Reşad Ekrem’i, bulduğu fındıkları sonraki mevsime saklamak üzere hummalı bir çalışma yürüten bir sincap olarak hayal ediyorum. Kaybolmasını istemediği hikâyeleri tek tek ağzına doluşturuyor, saplantıyla yuvasına taşıyor, yiyebileceğinden fazlasını ansiklopediye almak istiyor. Okuru İstanbul’a dair arayacağı aşikâr bilgilere değil, aramadığı halde kendini merakla okurken bulacağı yüzlerce hikâyenin arasında kaybolmaya davet ediyor. Belli ki bu sincabın asıl niyeti karın doyurmak değil – o, biriktirdiklerini paylaşacak ev sahibi olmanın hazzını kovalıyor.
Arşivin ve ansiklopedinin her bir köşesinde kendini gösteren REK imzası, yazarın gözlerden ırak bir toplama eylemine değil açıkça paylaşılan hikâyelere, en çok da dedikodulara inandığı fikrini pekiştiriyor. Hamamlar, kahvehaneler, meyhaneler, gecekondular ve şehrin kuytularından çıkan civanlar, kopuklar, sevgililer, muhabbet tellalları ve köçekler, hanım oynaşları, striptizciler, katiller, yankesiciler, izleyen ve izlenen çocuklar... Emre Ayvaz’a göre içinde bulunduğu dünyada, o dünyayı da kapsayacak bir ev inşa etmek istiyor Reşad Ekrem. Ansiklopedisinin onu biriktirmesini, koleksiyonunun onu kapsamasını isteyen yazar için kamusallaşma tek yöntem haline geliyor.
Şehrin, içinde yaşayanlarıyla; sevişen, dövüşen ve olup biteni kulaktan kulağa aktaranlarıyla nefes alıp verdiğine inanan bir yazarla karşı karşıyayız. Hippiler, jigololar, külhanbeyleri, intihara kalkışanlar, ortadan kaybolanlar, vampirleşiverenler derken İstanbul, üstündeki ölü toprağını atıyor.
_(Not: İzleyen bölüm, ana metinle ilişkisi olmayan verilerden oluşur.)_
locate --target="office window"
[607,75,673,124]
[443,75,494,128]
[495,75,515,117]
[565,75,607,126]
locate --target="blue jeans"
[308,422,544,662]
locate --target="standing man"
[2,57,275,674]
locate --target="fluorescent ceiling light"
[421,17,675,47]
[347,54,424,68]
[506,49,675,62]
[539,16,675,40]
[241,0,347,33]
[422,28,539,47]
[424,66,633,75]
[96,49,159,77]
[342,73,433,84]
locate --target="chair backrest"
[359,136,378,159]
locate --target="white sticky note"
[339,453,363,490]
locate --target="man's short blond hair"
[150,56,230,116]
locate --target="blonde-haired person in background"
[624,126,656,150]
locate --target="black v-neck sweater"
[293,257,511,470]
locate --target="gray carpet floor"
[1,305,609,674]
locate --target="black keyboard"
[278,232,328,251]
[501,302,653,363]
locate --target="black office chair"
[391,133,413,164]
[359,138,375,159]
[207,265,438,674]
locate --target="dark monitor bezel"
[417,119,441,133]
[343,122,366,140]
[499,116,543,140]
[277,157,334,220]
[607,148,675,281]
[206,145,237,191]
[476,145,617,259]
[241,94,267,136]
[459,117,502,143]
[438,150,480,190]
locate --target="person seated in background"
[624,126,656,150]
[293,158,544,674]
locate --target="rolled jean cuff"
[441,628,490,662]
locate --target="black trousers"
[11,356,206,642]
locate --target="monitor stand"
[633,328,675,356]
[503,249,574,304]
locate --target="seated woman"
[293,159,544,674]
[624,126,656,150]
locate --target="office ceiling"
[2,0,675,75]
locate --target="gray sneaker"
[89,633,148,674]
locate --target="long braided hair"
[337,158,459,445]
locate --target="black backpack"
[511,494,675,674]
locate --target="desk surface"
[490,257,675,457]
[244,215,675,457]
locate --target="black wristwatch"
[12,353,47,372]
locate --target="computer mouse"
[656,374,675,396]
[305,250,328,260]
Salt bu kıpır kıpır mikro tarihleri kamuya açarak en eylemsiz ziyaretçinin bile ansiklopedinin tabiriyle “garib ve meraklı şeyler”e gözünün kaymasını sağlıyor.
Reşad Ekrem’in gerektiğinde erotize, mübalağa ya da Edhem Eldem’in deyişiyle vülgarize ederek görünür kıldığı “tuhaf” hikâyeler hepimizin ortak merak duygusunu cezbetse de, bahsedilen karakterler tamamen hasıraltı edilenlerin geleneğinden anlatılmıyor. Arşivde varlığını hissettiren, Orhan Pamuk’un da “cinselliği tuhaflık, günah, kirlilik … duyguları ve korkuyla” ilişkilendirdiğinden söz ettiği erkek kültürü, hakkında başka kayda rastlanmayanın ne olduğunu tekrar tekrar düşünmeyi gerektiriyor.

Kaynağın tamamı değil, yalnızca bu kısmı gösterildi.